XOR two strings of different length

Question

So I am trying to XOR two strings together but am unsure if I am doing it correctly when the strings are different length. The method I am using is as follows.

def xor_two_str(a,b):
xored = []
for i in range(max(len(a), len(b))):
    xored_value = ord(a[i%len(a)]) ^ ord(b[i%len(b)])
    xored.append(hex(xored_value)[2:])
return ''.join(xored)

I get output like so.

abc XOR abc: 000
abc XOR ab: 002
ab XOR abc: 5a
space XOR space: 0

I know something is wrong and I will eventually want to convert the hex value to ascii so am worried the foundation is wrong. Any help would be greatly appreciated.

Answer 1

Your code looks mostly correct (assuming the goal is to reuse the shorter input by cycling back to the beginning), but your output has a minor problem: It's not fixed width per character, so you could get the same output from two pairs characters with a small (< 16) difference as from a single pair of characters with a large difference.

Assuming you're only working with "bytes-like" strings (all inputs have ordinal values below 256), you'll want to pad your hex output to a fixed width of two, with padding zeroes changing:

xored.append(hex(xored_value)[2:])

to:

xored.append('{:02x}'.format(xored_value))

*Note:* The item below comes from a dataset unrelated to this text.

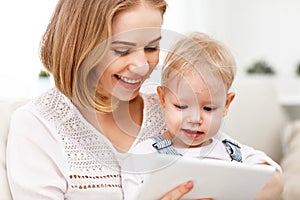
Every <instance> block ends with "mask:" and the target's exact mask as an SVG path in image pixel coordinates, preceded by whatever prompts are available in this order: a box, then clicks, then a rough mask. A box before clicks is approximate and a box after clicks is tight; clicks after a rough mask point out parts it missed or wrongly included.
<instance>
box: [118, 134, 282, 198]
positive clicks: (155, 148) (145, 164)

which saves a temporary string (hex + slice makes the longer string then slices off the prefix, when format strings can directly produce the result without the prefix) and zero-pads to a width of two.

There are other improvements possible for more Pythonic/performant code, but that should be enough to make your code produce usable results.

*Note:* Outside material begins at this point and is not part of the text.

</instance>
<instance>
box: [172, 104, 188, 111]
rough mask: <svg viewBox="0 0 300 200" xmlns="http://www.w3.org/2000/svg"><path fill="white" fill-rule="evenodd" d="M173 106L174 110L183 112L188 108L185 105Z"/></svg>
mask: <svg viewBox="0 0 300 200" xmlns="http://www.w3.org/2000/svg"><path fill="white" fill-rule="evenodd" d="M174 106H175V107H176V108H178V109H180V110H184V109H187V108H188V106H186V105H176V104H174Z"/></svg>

Side-note: When running your original code, xor_two_str('abc', 'ab') and xor_two_str('ab', 'abc') both produced the same output, 002 (Try it online!), which is what you'd expect (since xor-ing is commutative, and you cycle the shorter input, reversing the arguments to any call should produce the same results). Not sure why you think it produced 5a. My fixed code (Try it online!) just makes the outputs 000000, 000002, 000002, and 00; padded properly, but otherwise unchanged from your results.

As far as other improvements to make, manually converting character by character, and manually cycling the shorter input via remainder-and-indexing is a surprisingly costly part of this code, relative to the actual work performed. You can do a few things to reduce this overhead, including:

1. Convert from str to bytes once, up-front, in bulk (runs in roughly one seventh the time of the fastest character by character conversion)
2. Determine up front which string is shortest, and use itertools.cycle to extend it as needed, and zip to directly iterate over paired byte values rather than indexing at all

Together, this gets you:

from itertools import cycle

def xor_two_str(a,b):
    # Convert to bytes so we iterate by ordinal, determine which is longer
    short, long = sorted((a.encode('latin-1'), b.encode('latin-1')), key=len)
    xored = []
    for x, y in zip(long, cycle(short)):
        xored_value = x ^ y
        xored.append('{:02x}'.format(xored_value))
    return ''.join(xored)

or to make it even more concise/fast, we just make the bytes object without converting to hex (and just for fun, use map+operator.xor to avoid the need for Python level loops entirely, pushing all the work to the C layer in the CPython reference interpreter), then convert to hex str in bulk with the (new in 3.5) bytes.hex method:

from itertools import cycle
from operator import xor

def xor_two_str(a,b):
    short, long = sorted((a.encode('latin-1'), b.encode('latin-1')), key=len)
    xored = bytes(map(xor, long, cycle(short)))
    return xored.hex()